Lo abbiamo già visto nel dossier europeo, dove la Spagna ci ha sostituiti al terzo posto nella scala valoriale dopo Germania e Francia. E al netto dei problemi di politica interna che ha Madrid, con le difficoltà sul caso Catalogna e i riverberi nella maggioranza. Nonostante ciò la Spagna ha preso il posto dell’Italia in gran parte a causa dei nostri atteggiamenti. Lo si vede anche nei confronti della Russia: mentre nelle politiche europee il premier Giuseppe Conte ha provato ad equilibrare minimamente la questione, sui rapporti con Mosca l’Italia tende sistematicamente a sottovalutare fatti e direttrici, dimenticando che le sanzioni esistono perché è stata invasa la Crimea.
Sulla crisi a Hormuz Roma dovrebbe pattugliare lo stretto in raccordo con gli Stati Uniti anche per un proprio interesse nazionale?
No, penso che lo stretto sia già troppo trafficato da navi da guerra, con il rischio di un’escalation. Per cui penso che continuare a inviare mezzi sia foriero di incidenti non voluti: la parte navigabile dello stretto, come sa chi ha una minima conoscenza del mare, è estremamente ridotta e non c’è alcuna ragione per cui debba essere pattugliato, né che vi sia una presenza internazionale coordinata o scoordinata. Anche gli Usa mi auguro che lì riducano la presenza. Qualcuno sta cercando un casus belli per mimetizzare la propria politica illegale nei confronti dell’Iran e dopo la denuncia unilaterale sull’accordo per il nucleare iraniano. Ciò è molto grave e nulla c’entra con la posizione atlantica: si tratta solo di una posizione personale di Donald Trump e non occidentale. Non mi stupirei se Salvini un giorno o l’altro la appoggiasse.
Via della Seta, 5G e dazi: cosa possono comportare le scelte italiane sulla Cina?

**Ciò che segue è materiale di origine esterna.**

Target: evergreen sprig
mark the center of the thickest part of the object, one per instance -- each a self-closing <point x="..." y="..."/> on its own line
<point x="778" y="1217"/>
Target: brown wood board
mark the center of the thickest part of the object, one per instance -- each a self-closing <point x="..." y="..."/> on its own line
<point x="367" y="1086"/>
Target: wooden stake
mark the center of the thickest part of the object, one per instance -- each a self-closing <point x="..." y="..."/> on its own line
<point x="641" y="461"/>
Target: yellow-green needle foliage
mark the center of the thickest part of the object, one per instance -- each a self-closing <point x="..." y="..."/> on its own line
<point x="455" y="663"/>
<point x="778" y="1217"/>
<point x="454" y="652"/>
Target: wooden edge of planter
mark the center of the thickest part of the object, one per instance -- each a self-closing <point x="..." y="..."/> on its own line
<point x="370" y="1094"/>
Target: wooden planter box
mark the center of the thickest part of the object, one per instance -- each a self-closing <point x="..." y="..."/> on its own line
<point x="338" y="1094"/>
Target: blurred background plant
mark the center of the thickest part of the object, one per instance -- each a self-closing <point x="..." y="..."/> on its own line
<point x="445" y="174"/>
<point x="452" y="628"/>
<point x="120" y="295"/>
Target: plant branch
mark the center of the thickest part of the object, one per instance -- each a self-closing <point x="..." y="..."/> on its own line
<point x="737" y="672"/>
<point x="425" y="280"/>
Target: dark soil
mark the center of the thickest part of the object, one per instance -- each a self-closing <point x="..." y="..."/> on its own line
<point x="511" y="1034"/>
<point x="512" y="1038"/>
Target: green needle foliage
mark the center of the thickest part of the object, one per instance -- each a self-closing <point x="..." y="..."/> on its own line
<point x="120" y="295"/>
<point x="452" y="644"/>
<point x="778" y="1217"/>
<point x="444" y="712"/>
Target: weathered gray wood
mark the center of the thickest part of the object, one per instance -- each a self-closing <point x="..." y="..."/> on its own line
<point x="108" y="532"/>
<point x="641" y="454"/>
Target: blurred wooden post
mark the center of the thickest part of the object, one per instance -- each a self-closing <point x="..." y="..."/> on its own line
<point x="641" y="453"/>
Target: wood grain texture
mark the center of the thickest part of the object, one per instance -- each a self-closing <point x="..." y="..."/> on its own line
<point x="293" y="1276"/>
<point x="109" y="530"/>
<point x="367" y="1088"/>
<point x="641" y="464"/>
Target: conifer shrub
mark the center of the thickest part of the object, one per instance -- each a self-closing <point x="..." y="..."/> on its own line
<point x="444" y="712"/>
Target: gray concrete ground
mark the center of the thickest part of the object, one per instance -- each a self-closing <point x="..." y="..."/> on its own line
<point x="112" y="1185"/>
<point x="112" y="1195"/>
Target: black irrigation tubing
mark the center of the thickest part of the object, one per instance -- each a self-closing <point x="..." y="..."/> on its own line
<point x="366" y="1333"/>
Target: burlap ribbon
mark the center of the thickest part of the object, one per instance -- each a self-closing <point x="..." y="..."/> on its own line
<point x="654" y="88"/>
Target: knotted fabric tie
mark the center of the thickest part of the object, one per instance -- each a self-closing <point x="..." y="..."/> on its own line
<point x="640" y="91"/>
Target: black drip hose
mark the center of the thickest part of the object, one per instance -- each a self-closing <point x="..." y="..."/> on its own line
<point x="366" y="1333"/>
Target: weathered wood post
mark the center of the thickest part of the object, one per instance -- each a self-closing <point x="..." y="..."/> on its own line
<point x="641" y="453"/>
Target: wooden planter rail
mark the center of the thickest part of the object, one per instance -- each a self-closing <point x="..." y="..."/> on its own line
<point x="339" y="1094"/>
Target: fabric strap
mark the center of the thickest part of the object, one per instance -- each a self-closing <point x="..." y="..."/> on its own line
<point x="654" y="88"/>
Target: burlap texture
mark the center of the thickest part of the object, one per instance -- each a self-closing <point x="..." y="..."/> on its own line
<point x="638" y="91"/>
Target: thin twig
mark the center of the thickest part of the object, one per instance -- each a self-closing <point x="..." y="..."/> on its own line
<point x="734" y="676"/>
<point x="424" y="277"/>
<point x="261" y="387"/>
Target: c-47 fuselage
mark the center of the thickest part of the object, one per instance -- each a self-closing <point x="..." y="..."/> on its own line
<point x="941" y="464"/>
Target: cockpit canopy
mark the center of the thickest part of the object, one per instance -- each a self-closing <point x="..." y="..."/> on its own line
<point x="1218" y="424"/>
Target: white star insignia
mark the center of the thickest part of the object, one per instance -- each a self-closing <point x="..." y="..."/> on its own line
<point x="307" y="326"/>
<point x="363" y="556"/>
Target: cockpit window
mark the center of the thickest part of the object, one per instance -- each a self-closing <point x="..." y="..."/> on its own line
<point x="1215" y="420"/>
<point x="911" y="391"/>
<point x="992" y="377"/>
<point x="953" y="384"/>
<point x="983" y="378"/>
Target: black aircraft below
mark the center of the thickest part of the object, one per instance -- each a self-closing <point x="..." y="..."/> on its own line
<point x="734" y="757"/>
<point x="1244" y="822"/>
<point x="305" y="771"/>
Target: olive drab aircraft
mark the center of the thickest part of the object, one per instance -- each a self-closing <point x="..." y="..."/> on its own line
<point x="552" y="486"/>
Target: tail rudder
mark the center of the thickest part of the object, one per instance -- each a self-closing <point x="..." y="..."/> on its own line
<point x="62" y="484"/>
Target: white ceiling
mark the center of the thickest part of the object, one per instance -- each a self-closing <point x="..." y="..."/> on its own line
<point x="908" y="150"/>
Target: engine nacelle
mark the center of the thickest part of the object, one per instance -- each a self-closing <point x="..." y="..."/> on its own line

A mio avviso servirebbe essere molto cauti circa l’apertura sulla Via della Seta. Quello rappresenta un disegno strategico cinese che, mentre cerca di mettere in discussione la residua leadership americana sul sistema, contemporaneamente traccia una serie di relazioni speciali con i Paesi di quel sistema. È un manifesto concreto e materiale del disegno cinese per il mondo: un disegno illiberale che si fonda però sulla tentazione dell’arricchimento reciproco. Non dimentichiamo che spesso i disegni illiberali si sono nutriti di iper liberismo e di mercatismo estremo. È questa la grande trappola del disegno cinese: per chi investe fare soldi è una preoccupazione naturale e legittima, ma il mercato dovrebbe essere inquadrato all’interno di regole liberali di cui il libero commercio è una parte che deve rispondere ad un quadro politico più vasto.
Alcune posizioni prese dall’Italia in questa fase storica sono all’esterno percepite come una evidente ostilità all’Occidente?
Credo siano già percepite come un allontanamento della cultura politica italiana dai valori portanti dell’Occidente. Penso alla fascinazione per la Russia di Putin, alla sottovalutazione delle differenze rispetto alla Cina, come dimostrano i fatti di Hong Kong. Va citato il fatto che l’Italia ha faticato non poco in tutta la sua storia unitaria per accreditarsi come un membro autorevole ed affidabile sulla scena internazionale. Cavour realizzò l’unità d’Italia internazionalizzando la Conferenza di Parigi, mentre oggi rischiamo di mollare la tradizione liberale ed atlantica con conseguenze estremamente gravi e di lungo periodo, illudendoci di pensare che i problemi si risolvono da soli e non coordinandosi. Una lezione del genere trova purtroppo in questo momento un mentore nel Presidente degli Stati Uniti, che è la più grande minaccia all’unità occidentale.